SignalEnsemble wraps naturally as a meta-strategy that consumes multiple Horizon strategies’ outputs and produces a combined Horizon-style Signal:

python
from datetime import timedelta
import time
from horizon.fund._signal_ensemble import SignalEnsemble, Signal as V1Signal
from horizon import Strategy, Signal as HSignal, Direction
from horizon.asset_classes import Equity
from horizon.quant import TSMomentum, BollingerMeanRev

class ICWeightedEnsemble(Strategy):
    asset_classes = [Equity]
    features = {}

    def __init__(self):
        self.children = [
            TSMomentum(lookback=20),
            BollingerMeanRev(window=20, entry_z=2.0),
        ]
        self.v1_ensemble = SignalEnsemble(
            stale_threshold_secs=3600,
            min_signals=1,
            lookback=100,
        )
        # Merge features from children
        self.features = {}
        for child in self.children:
            for k, v in child.features.items():
                self.features[f"{child.name}__{k}"] = v

    def evaluate(self, f, universe):
        # Evaluate each child
        for child in self.children:
            child_ns = _extract_child_namespace(f, child)
            for sig in child.evaluate(child_ns, universe):
                self.v1_ensemble.submit(V1Signal(
                    name=child.name,
                    value=sig.direction.sign * sig.confidence,
                    confidence=sig.confidence,
                    timestamp=time.time(),
                    source=child.name,
                    market_id=sig.market_id,
                ))

        # Combine per market
        signals = []
        for m in universe:
            out = self.v1_ensemble.combine(m.id)
            if out is None or abs(out.combined_signal) < 0.2:
                continue
            direction = Direction.Increase if out.combined_signal > 0 else Direction.Decrease
            signals.append(HSignal(
                market_id=m.id,
                direction=direction,
                confidence=out.combined_confidence,
                expected_edge_bps=abs(out.combined_signal) * 100,
                expected_expected_vol_bps=2000,
                horizon=timedelta(days=3),
                reason=f"ensemble redundancy={out.redundancy_penalty:.2f}",
            ))
        return signals

When to use

Many signal sources If you have 5+ strategies or models producing opinions on the same markets, `SignalEnsemble` gives you correlation-aware combination.
Sources with different quality Not all sources are equally good.
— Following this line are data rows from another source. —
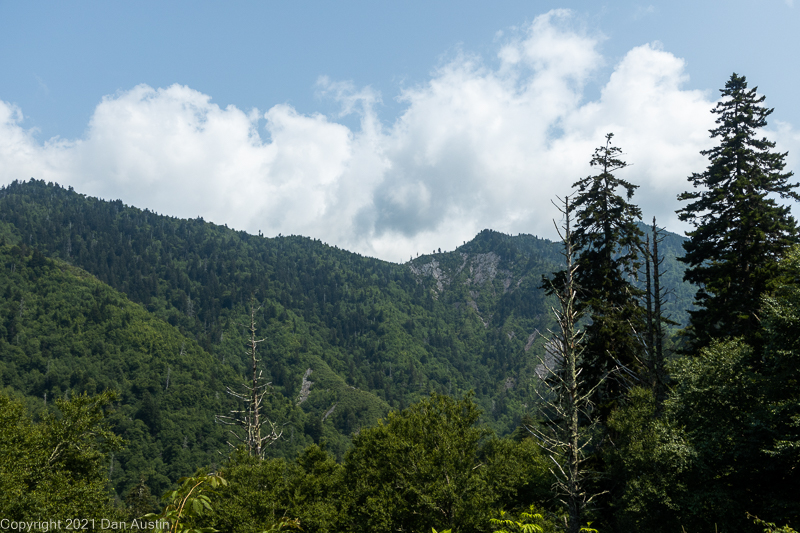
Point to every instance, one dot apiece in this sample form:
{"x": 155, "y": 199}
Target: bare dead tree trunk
{"x": 567, "y": 411}
{"x": 255, "y": 431}
{"x": 660, "y": 374}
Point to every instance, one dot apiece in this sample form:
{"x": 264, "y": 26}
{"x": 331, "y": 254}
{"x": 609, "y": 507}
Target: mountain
{"x": 347, "y": 338}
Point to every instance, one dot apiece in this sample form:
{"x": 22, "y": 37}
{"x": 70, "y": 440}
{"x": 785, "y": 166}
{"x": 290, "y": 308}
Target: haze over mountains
{"x": 97, "y": 295}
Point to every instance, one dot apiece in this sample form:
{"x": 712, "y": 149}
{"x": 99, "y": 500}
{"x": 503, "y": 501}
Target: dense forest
{"x": 623, "y": 379}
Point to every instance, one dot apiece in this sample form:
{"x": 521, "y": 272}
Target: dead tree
{"x": 654, "y": 336}
{"x": 565, "y": 404}
{"x": 250, "y": 426}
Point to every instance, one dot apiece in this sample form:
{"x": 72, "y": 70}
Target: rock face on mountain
{"x": 347, "y": 338}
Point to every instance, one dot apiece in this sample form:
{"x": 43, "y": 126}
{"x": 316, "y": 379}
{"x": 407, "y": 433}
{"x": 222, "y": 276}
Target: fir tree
{"x": 607, "y": 239}
{"x": 740, "y": 231}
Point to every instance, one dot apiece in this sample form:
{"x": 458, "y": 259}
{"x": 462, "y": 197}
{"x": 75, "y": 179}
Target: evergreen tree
{"x": 606, "y": 240}
{"x": 740, "y": 231}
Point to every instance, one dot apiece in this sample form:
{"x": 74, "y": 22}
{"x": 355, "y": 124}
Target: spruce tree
{"x": 740, "y": 231}
{"x": 607, "y": 240}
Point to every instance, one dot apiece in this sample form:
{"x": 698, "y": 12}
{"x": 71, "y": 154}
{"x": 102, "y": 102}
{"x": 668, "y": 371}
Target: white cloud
{"x": 479, "y": 145}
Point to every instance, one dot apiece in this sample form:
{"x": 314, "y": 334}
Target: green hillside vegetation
{"x": 412, "y": 397}
{"x": 347, "y": 338}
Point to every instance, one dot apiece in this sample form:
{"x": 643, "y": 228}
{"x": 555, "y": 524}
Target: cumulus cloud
{"x": 483, "y": 143}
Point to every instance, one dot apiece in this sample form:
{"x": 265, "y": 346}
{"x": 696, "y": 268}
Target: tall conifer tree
{"x": 740, "y": 231}
{"x": 607, "y": 240}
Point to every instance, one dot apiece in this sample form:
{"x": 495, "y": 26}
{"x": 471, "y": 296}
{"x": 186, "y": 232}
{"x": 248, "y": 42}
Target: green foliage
{"x": 740, "y": 230}
{"x": 63, "y": 332}
{"x": 266, "y": 493}
{"x": 530, "y": 521}
{"x": 419, "y": 468}
{"x": 188, "y": 507}
{"x": 649, "y": 461}
{"x": 425, "y": 467}
{"x": 56, "y": 468}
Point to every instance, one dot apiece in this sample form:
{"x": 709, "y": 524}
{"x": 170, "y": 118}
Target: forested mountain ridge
{"x": 347, "y": 337}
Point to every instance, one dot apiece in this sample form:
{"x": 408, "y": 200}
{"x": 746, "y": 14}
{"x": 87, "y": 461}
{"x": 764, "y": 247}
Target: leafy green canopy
{"x": 740, "y": 230}
{"x": 55, "y": 469}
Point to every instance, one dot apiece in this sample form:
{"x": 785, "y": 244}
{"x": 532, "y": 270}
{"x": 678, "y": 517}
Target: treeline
{"x": 629, "y": 426}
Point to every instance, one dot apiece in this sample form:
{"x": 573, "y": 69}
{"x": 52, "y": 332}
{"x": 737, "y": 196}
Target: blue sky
{"x": 389, "y": 128}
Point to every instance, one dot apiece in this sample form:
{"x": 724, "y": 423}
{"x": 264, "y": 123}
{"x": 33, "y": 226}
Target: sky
{"x": 387, "y": 128}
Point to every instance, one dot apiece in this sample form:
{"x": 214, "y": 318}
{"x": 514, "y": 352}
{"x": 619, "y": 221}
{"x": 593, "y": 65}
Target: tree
{"x": 740, "y": 230}
{"x": 419, "y": 469}
{"x": 606, "y": 240}
{"x": 56, "y": 468}
{"x": 655, "y": 373}
{"x": 567, "y": 408}
{"x": 251, "y": 420}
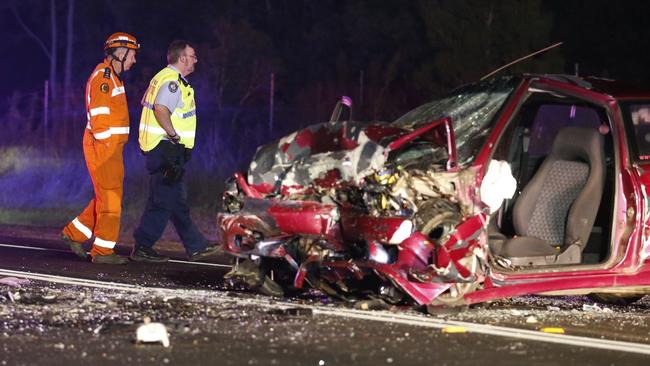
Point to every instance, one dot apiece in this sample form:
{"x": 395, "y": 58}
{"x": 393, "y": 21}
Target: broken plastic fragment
{"x": 531, "y": 320}
{"x": 498, "y": 184}
{"x": 152, "y": 333}
{"x": 14, "y": 282}
{"x": 454, "y": 329}
{"x": 553, "y": 330}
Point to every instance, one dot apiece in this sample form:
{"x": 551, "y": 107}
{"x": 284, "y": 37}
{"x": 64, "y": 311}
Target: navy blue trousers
{"x": 167, "y": 201}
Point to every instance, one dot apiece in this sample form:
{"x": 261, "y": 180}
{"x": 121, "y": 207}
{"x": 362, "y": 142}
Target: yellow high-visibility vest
{"x": 183, "y": 119}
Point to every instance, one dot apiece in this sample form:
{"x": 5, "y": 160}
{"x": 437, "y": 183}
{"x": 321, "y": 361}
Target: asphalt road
{"x": 67, "y": 324}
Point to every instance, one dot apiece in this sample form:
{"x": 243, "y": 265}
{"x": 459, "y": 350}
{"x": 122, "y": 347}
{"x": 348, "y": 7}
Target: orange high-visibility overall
{"x": 103, "y": 143}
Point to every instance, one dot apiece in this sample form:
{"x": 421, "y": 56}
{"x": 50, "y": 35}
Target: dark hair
{"x": 175, "y": 50}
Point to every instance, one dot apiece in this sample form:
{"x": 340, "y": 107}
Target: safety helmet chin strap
{"x": 121, "y": 61}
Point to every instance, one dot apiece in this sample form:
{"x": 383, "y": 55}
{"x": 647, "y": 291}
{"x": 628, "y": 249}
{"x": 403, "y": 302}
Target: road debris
{"x": 152, "y": 333}
{"x": 595, "y": 308}
{"x": 14, "y": 282}
{"x": 552, "y": 330}
{"x": 454, "y": 329}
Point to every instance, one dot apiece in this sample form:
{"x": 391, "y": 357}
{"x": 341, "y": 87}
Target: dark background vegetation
{"x": 389, "y": 56}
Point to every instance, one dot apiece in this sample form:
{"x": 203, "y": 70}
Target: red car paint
{"x": 425, "y": 270}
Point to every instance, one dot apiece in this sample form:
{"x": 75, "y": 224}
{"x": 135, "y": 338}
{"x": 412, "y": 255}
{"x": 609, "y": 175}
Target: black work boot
{"x": 76, "y": 248}
{"x": 109, "y": 259}
{"x": 203, "y": 253}
{"x": 144, "y": 254}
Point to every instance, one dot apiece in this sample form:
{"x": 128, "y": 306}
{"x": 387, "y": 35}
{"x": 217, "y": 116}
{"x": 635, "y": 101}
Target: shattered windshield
{"x": 472, "y": 109}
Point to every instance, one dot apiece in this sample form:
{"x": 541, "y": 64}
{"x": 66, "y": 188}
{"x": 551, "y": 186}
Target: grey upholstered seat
{"x": 555, "y": 212}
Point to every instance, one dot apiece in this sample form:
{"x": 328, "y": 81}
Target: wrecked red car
{"x": 531, "y": 184}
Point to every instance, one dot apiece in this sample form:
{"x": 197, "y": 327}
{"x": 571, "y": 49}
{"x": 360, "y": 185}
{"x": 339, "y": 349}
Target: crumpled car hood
{"x": 322, "y": 153}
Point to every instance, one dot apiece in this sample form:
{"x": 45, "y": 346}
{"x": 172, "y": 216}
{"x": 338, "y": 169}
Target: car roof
{"x": 618, "y": 89}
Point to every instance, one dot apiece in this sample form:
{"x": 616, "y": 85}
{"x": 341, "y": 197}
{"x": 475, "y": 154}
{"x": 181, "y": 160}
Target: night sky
{"x": 403, "y": 52}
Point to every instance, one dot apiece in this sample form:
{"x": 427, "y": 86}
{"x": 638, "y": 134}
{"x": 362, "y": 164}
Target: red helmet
{"x": 121, "y": 39}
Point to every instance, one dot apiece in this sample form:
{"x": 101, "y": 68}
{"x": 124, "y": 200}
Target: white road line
{"x": 380, "y": 316}
{"x": 33, "y": 248}
{"x": 201, "y": 263}
{"x": 28, "y": 247}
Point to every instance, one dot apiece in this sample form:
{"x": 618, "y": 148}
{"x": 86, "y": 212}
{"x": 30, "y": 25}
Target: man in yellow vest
{"x": 167, "y": 132}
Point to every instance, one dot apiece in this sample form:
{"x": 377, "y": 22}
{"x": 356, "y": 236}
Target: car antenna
{"x": 521, "y": 59}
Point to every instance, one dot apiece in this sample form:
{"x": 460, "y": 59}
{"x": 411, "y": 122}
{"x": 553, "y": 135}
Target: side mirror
{"x": 338, "y": 109}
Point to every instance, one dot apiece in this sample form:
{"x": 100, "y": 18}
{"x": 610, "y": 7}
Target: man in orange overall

IC-based weighting automatically down-weights poor sources as their history accumulates.
Research. signal A/B testing Submit candidate signals alongside production ones. Track IC and hit rate over time to decide which to promote.

Pitfalls

Source

python/horizon/fund/_signal_ensemble.py. ~300 lines. Uses horizon._horizon.combine_signals, information_coefficient, and signal_half_life (Rust-backed).